Limit doesn't exist, but both left and right-sided limits exist and are finite, so you can split this integral into two convergent parts, which makes it fine.
You have not shown that the integral EXISTS. E^(1/x) is UNDEFINED at x=0. You simply ignored that issue. I am not saying that your solution is incorrect, but that you never demonstrated that it existed.
When x goes to 0 1/x is inf from the right and -inf from the left and e^1/x goes to inf from right and 0 from left so cosx/(e^1/x+1) goes to 1 from left and 0 from right very rapidly. So it is easy to see the integral exists.
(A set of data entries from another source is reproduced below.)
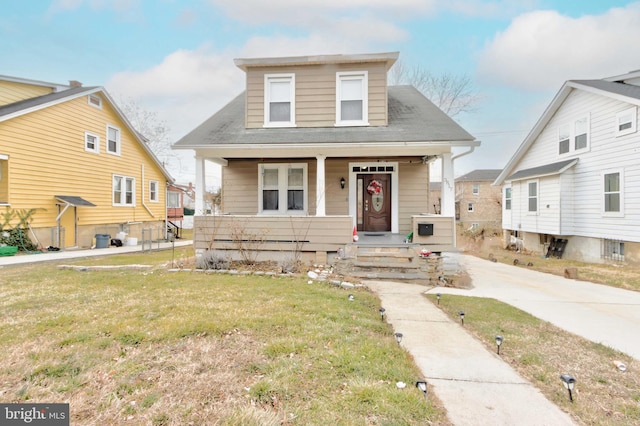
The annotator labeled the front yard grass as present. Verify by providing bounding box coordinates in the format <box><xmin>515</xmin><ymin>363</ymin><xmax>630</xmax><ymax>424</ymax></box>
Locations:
<box><xmin>426</xmin><ymin>294</ymin><xmax>640</xmax><ymax>426</ymax></box>
<box><xmin>0</xmin><ymin>255</ymin><xmax>449</xmax><ymax>426</ymax></box>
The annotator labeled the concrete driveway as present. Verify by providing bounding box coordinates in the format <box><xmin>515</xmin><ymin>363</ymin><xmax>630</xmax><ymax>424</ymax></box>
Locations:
<box><xmin>430</xmin><ymin>255</ymin><xmax>640</xmax><ymax>360</ymax></box>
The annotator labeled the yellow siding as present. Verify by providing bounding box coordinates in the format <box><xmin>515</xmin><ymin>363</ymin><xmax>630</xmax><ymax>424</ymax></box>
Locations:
<box><xmin>0</xmin><ymin>92</ymin><xmax>166</xmax><ymax>235</ymax></box>
<box><xmin>0</xmin><ymin>81</ymin><xmax>53</xmax><ymax>106</ymax></box>
<box><xmin>246</xmin><ymin>63</ymin><xmax>387</xmax><ymax>128</ymax></box>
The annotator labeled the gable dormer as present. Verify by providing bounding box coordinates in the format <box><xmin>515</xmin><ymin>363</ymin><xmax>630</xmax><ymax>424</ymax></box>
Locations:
<box><xmin>235</xmin><ymin>52</ymin><xmax>398</xmax><ymax>129</ymax></box>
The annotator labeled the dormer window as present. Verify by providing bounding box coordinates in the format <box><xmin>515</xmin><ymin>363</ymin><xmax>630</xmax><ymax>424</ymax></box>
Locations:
<box><xmin>264</xmin><ymin>74</ymin><xmax>296</xmax><ymax>127</ymax></box>
<box><xmin>616</xmin><ymin>106</ymin><xmax>638</xmax><ymax>136</ymax></box>
<box><xmin>336</xmin><ymin>71</ymin><xmax>369</xmax><ymax>126</ymax></box>
<box><xmin>87</xmin><ymin>94</ymin><xmax>102</xmax><ymax>109</ymax></box>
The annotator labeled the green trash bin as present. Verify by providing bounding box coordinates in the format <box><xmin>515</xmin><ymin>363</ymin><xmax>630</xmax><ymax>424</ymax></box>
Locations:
<box><xmin>96</xmin><ymin>234</ymin><xmax>111</xmax><ymax>248</ymax></box>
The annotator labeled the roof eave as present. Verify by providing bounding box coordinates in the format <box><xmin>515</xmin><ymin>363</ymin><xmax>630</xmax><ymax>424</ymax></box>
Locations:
<box><xmin>233</xmin><ymin>52</ymin><xmax>400</xmax><ymax>72</ymax></box>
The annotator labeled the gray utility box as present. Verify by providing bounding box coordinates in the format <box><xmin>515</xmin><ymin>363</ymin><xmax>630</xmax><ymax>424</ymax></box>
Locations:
<box><xmin>418</xmin><ymin>223</ymin><xmax>433</xmax><ymax>236</ymax></box>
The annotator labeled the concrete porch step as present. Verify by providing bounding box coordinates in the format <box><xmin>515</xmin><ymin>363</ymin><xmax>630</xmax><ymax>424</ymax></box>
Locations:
<box><xmin>353</xmin><ymin>256</ymin><xmax>420</xmax><ymax>269</ymax></box>
<box><xmin>349</xmin><ymin>270</ymin><xmax>429</xmax><ymax>281</ymax></box>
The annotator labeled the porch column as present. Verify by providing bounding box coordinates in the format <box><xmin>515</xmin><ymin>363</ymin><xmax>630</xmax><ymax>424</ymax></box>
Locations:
<box><xmin>195</xmin><ymin>156</ymin><xmax>207</xmax><ymax>215</ymax></box>
<box><xmin>440</xmin><ymin>152</ymin><xmax>456</xmax><ymax>217</ymax></box>
<box><xmin>316</xmin><ymin>155</ymin><xmax>327</xmax><ymax>216</ymax></box>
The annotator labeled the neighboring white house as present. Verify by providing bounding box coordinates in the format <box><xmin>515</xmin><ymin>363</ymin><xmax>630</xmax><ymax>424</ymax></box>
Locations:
<box><xmin>494</xmin><ymin>70</ymin><xmax>640</xmax><ymax>263</ymax></box>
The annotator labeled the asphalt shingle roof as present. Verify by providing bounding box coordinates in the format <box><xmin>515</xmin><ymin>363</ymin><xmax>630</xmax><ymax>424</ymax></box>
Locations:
<box><xmin>570</xmin><ymin>80</ymin><xmax>640</xmax><ymax>99</ymax></box>
<box><xmin>0</xmin><ymin>87</ymin><xmax>98</xmax><ymax>117</ymax></box>
<box><xmin>174</xmin><ymin>86</ymin><xmax>475</xmax><ymax>148</ymax></box>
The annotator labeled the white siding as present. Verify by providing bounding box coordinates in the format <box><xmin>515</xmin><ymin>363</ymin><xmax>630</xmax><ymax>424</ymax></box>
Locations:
<box><xmin>511</xmin><ymin>90</ymin><xmax>640</xmax><ymax>241</ymax></box>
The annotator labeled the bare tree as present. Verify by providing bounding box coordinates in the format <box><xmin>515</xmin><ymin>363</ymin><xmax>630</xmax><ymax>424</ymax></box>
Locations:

There are also tests to see if the integral converges,and michael did it before.i do not think he should show this evry time.the goal of this videos is to solve nice tricky integrals this is not math lecture.
hyperreal numbers (or other infinitesimals) are IMO extremely interesting but I don't think they'll help one bit in computing antiderivatives of elementary functions...
@@LucasDimoveo ooh nice, it's actually good to not put that much pressure on a student, here we have to study this and much more in order to clear entrance of college to get admission
Jon Rogawski Calculus gives you all the basic tools with plenty of practice problems. A little light on multivariable, but that's ok. I would then recommend a book like schaums outline of calculus to keep you fresh and give you more practice.
Does anyone want to try this as a general method in similar integrals? Substitute, x+1/x = u x-1/x = v Then, use Arithmetic Mean - Harmonic Mean inequality on x and 1/x. Then, calculate u^2 + v^2 in terms of powers of x and replace the powers of x in the inequality with powers of u and v. You will get something like u^2 >= 4-v^2. Then you calculate the integrals only in terms of u, followed by calculating only in terms of v and compare the results. You should get integrals that are greater than or less than the original integrals. Sometimes, it's a good idea to discuss what they mean physically. (Take care of the 2nπ periodicity).